Par Raouf KHALSI
A l’approche d’une rentrée scolaire plutôt laborieuse cette année au vu des épineux dossiers à traiter, les syndicats de l’enseignement primaire et secondaire choisissent ce moment précis pour mettre la pression revendicative. Le ministère de l’Education appelle à la pondération et à la mesure, mais à l’évidence ses interlocuteurs ne l’entendent pas de la même oreille. Les revendications tiennent toutes à des considérations matérielles, entre majoration des salaires des enseignants et primes en tous genres.
Il est vrai qu’un procès-verbal avait été paraphé le 23 Mai dernier dans le sens de la satisfaction de ces revendications mais que, depuis, on n’est pas sûr que le ministère ait réussi à budgéter ces « fourchettes » supplémentaires, surtout que l’on sait que la masse salariale de la fonction publique représente 15% du Produit intérieur brut.
Sur un autre plan, les enseignants suppléants brandissent la menace du boycott de la rentrée scolaire dès qu’ils ont appris que le ministère intègrera un premier lot de cinq cents suppléants, et non mille comme initialement annoncé. Et c’est ainsi que la fête a tourné en sit-in.

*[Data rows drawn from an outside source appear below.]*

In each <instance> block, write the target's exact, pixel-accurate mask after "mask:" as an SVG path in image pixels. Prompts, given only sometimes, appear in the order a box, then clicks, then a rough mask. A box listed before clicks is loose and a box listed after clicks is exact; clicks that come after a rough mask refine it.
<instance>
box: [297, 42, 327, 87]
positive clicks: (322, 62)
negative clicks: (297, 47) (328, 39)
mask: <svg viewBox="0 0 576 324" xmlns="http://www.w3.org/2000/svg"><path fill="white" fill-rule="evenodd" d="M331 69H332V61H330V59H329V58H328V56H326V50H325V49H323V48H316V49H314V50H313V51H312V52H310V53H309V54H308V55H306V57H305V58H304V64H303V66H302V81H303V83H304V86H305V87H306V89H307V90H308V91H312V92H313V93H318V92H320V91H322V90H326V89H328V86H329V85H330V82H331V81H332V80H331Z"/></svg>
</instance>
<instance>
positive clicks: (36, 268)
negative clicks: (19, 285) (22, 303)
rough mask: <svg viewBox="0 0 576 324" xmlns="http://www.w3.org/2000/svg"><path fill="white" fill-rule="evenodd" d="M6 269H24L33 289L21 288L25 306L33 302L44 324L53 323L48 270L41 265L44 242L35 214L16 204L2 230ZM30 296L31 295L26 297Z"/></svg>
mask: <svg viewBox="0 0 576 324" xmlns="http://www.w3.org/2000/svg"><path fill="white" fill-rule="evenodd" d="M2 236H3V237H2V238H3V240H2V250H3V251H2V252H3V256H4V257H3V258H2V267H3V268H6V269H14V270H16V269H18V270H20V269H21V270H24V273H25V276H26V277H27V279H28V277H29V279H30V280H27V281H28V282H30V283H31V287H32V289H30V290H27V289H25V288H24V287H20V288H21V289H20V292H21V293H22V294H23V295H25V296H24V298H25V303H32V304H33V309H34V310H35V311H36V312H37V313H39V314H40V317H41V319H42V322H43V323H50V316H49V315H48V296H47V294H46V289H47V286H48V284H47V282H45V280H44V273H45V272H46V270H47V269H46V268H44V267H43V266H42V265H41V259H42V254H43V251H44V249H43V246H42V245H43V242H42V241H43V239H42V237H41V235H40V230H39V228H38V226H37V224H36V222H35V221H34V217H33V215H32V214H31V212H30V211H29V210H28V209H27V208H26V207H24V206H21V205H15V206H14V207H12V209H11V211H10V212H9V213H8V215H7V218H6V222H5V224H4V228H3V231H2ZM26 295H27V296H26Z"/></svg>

Sans doute, comprend-on que ces revendications soient légitimes. Mais ce que l’on ne comprend pas c’est cette technique à vouloir engager un bras de fer par tous les moyens. Et si, de surcroît, on brandit la menace du boycott de la rentrée scolaire (les suppléants), ce sont les élèves, soit le quart de la population tunisienne, qui sont pris en otages. Et, à la fin des fins, les syndicats tous confondus ne jouent-ils pas les Cassandre puisqu’ils ne font que prédire et annoncer l’orage ?
Au demeurant, on voudrait bien connaitre la position des enseignants eux-mêmes, dans leur intime conviction : ne sont-ils pas chaque jour un peu plus loin de la dimension messianique dont ils sont naturellement investis ? Sont-ils encore dans leur sacralité mythique ? Et, chacun d’eux est-il encore cet enseignant qui a failli devenir prophète ? Cet examen de conscience s’impose pour mieux décrypter l’exemple qui vient d’en haut.
Depuis l’indépendance, la Tunisie a misé sur l’enseignement et ça continue par ce qu’il s’agit là d’une constante irréversible.
Mais dans ce secteur aussi, des poisons de l’outrance se sont dangereusement insinués. Réformes ayant capoté, instrumentalisation aussi de l’enseignement jusqu’au boutisme à des fins strictement partisanes et politicienne durant une décennie de hautes turbulences.
Et, alors, il faudra bien casser les chaînes et faire en sorte que le plus beau métier du monde, celui de l’enseignant, soit anobli et à nouveau sacralisé.
Car cette banalisation à laquelle nous assistons depuis des décennies n’est autre qu’une condamnation de l’histoire.